Injury to Chappell deflates football team, Lynch says
But it was quarterback Ben Chappell’s shortest day of the season in the Hoosiers’ 83-20 loss at No. 6 Wisconsin. The senior signal caller did not return to the game after leaving in the second quarter with a hip injury.
“Things just compounded themselves,” IU coach Bill Lynch said. “But I think when Ben went down, that certainly impacted what we could do from an offensive standpoint.”
After Wisconsin scored to take a 17-10 lead, Chappell took over. On first down, Chappell hung in the pocket and prepared to air it out to redshirt freshman receiver Duwyce Wilson.
But Wilson and Chappell were not on the same page.
Wilson cut off his route while Chappell threw it deep down the left sideline without an IU receiver in sight. The miscommunication resulted in Chappell taking a clean hit from a Wisconsin defensive lineman that drove his hip into the ground.
Chappell got up slowly but stayed in the game, determined to narrow the Hoosiers’ deficit.
Facing a fourth-and-six from the Wisconsin 33-yard line, the Hoosiers got to the line of scrimmage prepared to go for it.
But Lynch noticed that Chappell did not look like his normal self.
“I could tell he couldn’t move,” Lynch said. “He was going to go ahead and run the play. That’s the kind of kid he is. But I knew he couldn’t do it.”
Lynch called a timeout and sent out redshirt freshman kicker Mitch Ewald to attempt a 52-yard field goal. After Ewald missed, Chappell’s day was over.
For a guy that has come into Monday press conferences wearing a walking boot the last two weeks, Chappell recognized the difference in this ailment.
“I’ve played through quite a lot, and it’s pretty bad,” Chappell said. “I might have been able to play a couple more plays, but it just kept getting worse and worse.”
Redshirt freshman Edward Wright-Baker took over for Chappell on the Hoosiers’ next possession.
The players still had confidence that the game would not get out of hand without the presence of their senior captain.
“We’ve got a lot of faith in our backup quarterbacks,” junior linebacker Jeff Thomas said. “But it’s just a toll when Ben goes down.”
Wright-Baker did not get time to settle into the IU offense.
He fumbled on his first play from scrimmage, and Wisconsin recovered at the IU 29-yard line. Five rushing plays later, the Badgers scored to jump to a 24-10 lead.
In a matter of minutes, IU went from threatening to tie the score at 17 to falling to a 31-10 deficit. Just like that, the Badgers’ route was on.
After Chappell went out, the Badgers went on a 66-10 run.

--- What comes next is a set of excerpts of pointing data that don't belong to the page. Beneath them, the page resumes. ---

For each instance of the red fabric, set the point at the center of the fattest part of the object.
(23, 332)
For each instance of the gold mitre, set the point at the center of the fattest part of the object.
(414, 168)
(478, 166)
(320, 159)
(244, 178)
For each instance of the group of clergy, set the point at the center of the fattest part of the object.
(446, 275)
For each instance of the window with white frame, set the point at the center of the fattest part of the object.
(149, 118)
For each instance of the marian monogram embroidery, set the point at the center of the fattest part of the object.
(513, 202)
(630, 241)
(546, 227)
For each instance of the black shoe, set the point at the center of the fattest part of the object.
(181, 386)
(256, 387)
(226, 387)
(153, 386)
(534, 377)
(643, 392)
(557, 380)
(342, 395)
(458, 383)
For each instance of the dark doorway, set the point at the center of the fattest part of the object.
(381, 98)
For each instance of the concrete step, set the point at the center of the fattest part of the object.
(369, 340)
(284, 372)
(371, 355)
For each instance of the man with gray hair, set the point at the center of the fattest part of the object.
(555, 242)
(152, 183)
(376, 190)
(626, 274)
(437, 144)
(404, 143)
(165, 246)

The Hoosiers had 86 passing yards the rest of the way, with 62 coming on a fourth-quarter touchdown to Wilson.
“When a guy gets hurt, the next guy’s got to step in,” Lynch said. “As a football team, we didn’t handle it very well.”

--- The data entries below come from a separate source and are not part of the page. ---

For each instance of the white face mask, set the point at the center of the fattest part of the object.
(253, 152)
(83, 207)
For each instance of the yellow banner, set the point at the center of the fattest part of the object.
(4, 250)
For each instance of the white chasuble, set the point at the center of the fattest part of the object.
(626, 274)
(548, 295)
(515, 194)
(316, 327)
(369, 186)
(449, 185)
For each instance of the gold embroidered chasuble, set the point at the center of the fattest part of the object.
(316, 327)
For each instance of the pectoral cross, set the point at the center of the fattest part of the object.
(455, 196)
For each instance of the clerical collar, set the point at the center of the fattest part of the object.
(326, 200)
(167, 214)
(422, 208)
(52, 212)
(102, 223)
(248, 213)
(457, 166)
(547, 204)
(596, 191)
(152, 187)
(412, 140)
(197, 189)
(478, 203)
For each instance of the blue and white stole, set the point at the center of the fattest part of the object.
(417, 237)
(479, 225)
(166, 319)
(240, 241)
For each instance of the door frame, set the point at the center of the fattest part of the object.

Lynch did not comment on the severity of Chappell’s injury, stating that he will be reevaluated when the team gets back to Bloomington.
To become bowl-eligible, the Hoosiers would need to win their final two games of the season.
For Lynch, the Hoosiers will need to adjust better if Chappell is to miss any significant time.
“The game absolutely changed when Ben came out,” Lynch said. “That’s our job not to let that happen, but it certainly changed at that point, really from that play on. It wasn’t a game anymore.”